From: Mike Rapoport <rppt@kernel.org>
To: Christophe Leroy <christophe.leroy@c-s.fr>
Cc: Rich Felker <dalias@libc.org>,
linux-ia64@vger.kernel.org,
Geert Uytterhoeven <geert+renesas@glider.be>,
linux-sh@vger.kernel.org,
Benjamin Herrenschmidt <benh@kernel.crashing.org>,
linux-mm@kvack.org, Paul Mackerras <paulus@samba.org>,
linux-hexagon@vger.kernel.org, Will Deacon <will@kernel.org>,
kvmarm@lists.cs.columbia.edu, Jonas Bonn <jonas@southpole.se>,
linux-arch@vger.kernel.org, Brian Cain <bcain@codeaurora.org>,
Marc Zyngier <maz@kernel.org>,
Russell King <linux@armlinux.org.uk>,
Ley Foon Tan <ley.foon.tan@intel.com>,
Mike Rapoport <rppt@linux.ibm.com>,
Catalin Marinas <catalin.marinas@arm.com>,
Julien Thierry <julien.thierry.kdev@gmail.com>,
uclinux-h8-devel@lists.sourceforge.jp,
Fenghua Yu <fenghua.yu@intel.com>, Arnd Bergmann <arnd@arndb.de>,
Suzuki K Poulose <suzuki.poulose@arm.com>,
kvm-ppc@vger.kernel.org,
Stefan Kristiansson <stefan.kristiansson@saunalahti.fi>,
openrisc@lists.librecores.org, Stafford Horne <shorne@gmail.com>,
Guan Xuetao <gxt@pku.edu.cn>,
linux-arm-kernel@lists.infradead.org,
Tony Luck <tony.luck@intel.com>,
Yoshinori Sato <ysato@users.sourceforge.jp>,
linux-kernel@vger.kernel.org, James Morse <james.morse@arm.com>,
Michael Ellerman <mpe@ellerman.id.au>,
nios2-dev@lists.rocketboards.org,
Andrew Morton <akpm@linux-foundation.org>,
linuxppc-dev@lists.ozlabs.org
Subject: Re: [PATCH v2 07/13] powerpc: add support for folded p4d page tables
Date: Tue, 18 Feb 2020 12:54:40 +0200 [thread overview]

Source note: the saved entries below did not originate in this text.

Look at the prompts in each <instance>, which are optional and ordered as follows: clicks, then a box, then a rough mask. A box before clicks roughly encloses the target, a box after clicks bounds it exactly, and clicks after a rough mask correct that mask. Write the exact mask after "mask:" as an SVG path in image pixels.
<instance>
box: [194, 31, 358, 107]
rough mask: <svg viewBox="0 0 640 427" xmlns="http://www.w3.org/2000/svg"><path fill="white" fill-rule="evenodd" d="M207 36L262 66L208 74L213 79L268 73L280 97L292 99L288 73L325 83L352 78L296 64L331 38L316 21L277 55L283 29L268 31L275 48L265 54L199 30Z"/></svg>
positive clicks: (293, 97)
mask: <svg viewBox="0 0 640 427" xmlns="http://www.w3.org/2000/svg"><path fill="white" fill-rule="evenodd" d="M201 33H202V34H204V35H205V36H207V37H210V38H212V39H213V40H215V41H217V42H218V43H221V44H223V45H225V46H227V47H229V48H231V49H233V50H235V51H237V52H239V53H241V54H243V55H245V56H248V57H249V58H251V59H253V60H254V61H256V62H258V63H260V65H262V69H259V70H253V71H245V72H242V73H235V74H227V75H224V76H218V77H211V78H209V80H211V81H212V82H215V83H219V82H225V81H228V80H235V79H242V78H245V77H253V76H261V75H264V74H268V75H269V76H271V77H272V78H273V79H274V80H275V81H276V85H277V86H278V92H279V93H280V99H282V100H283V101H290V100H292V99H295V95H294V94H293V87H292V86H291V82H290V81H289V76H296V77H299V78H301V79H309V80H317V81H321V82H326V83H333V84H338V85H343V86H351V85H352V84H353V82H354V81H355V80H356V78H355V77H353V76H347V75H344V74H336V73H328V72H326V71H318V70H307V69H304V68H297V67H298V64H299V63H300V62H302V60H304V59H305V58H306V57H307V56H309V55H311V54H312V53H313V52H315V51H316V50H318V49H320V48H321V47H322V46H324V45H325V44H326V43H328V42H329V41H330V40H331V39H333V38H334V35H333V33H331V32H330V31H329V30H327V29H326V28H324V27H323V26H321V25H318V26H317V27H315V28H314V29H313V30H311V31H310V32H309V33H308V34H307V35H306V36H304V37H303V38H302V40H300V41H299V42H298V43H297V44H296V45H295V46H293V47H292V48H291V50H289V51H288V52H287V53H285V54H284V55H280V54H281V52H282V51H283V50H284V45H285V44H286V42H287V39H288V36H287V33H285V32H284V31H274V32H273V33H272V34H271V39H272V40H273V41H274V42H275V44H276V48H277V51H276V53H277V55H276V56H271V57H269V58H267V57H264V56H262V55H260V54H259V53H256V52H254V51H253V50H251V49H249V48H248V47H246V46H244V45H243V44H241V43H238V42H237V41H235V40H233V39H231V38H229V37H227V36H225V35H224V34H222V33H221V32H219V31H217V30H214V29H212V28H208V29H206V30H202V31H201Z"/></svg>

Message-ID: <20200218105440.GA1698@hump> (raw)
In-Reply-To: <c79b363c-a111-389a-5752-51cf85fa8c44@c-s.fr>
On Sun, Feb 16, 2020 at 11:41:07AM +0100, Christophe Leroy wrote:
>
>
> Le 16/02/2020 à 09:18, Mike Rapoport a écrit :
> > From: Mike Rapoport <rppt@linux.ibm.com>
> >
> > Implement primitives necessary for the 4th level folding, add walks of p4d
> > level where appropriate and replace 5level-fixup.h with pgtable-nop4d.h.
>
> I don't think it is worth adding all this additionnals walks of p4d, this
> patch could be limited to changes like:
>
> - pud = pud_offset(pgd, gpa);
> + pud = pud_offset(p4d_offset(pgd, gpa), gpa);
>
> The additionnal walks should be added through another patch the day powerpc
> need them.
Ok, I'll update the patch to reduce walking the p4d.
> See below for more comments.
>
> >
> > Signed-off-by: Mike Rapoport <rppt@linux.ibm.com>
> > Tested-by: Christophe Leroy <christophe.leroy@c-s.fr> # 8xx and 83xx
> > ---
...
> > diff --git a/arch/powerpc/include/asm/book3s/64/pgtable.h b/arch/powerpc/include/asm/book3s/64/pgtable.h
> > index 201a69e6a355..ddddbafff0ab 100644
> > --- a/arch/powerpc/include/asm/book3s/64/pgtable.h
> > +++ b/arch/powerpc/include/asm/book3s/64/pgtable.h
> > @@ -2,7 +2,7 @@
> > #ifndef _ASM_POWERPC_BOOK3S_64_PGTABLE_H_
> > #define _ASM_POWERPC_BOOK3S_64_PGTABLE_H_
> > -#include <asm-generic/5level-fixup.h>
> > +#include <asm-generic/pgtable-nop4d.h>
> > #ifndef __ASSEMBLY__
> > #include <linux/mmdebug.h>
> > @@ -251,7 +251,7 @@ extern unsigned long __pmd_frag_size_shift;
> > /* Bits to mask out from a PUD to get to the PMD page */
> > #define PUD_MASKED_BITS 0xc0000000000000ffUL
> > /* Bits to mask out from a PGD to get to the PUD page */
> > -#define PGD_MASKED_BITS 0xc0000000000000ffUL
> > +#define P4D_MASKED_BITS 0xc0000000000000ffUL
> > /*
> > * Used as an indicator for rcu callback functions
> > @@ -949,54 +949,60 @@ static inline bool pud_access_permitted(pud_t pud, bool write)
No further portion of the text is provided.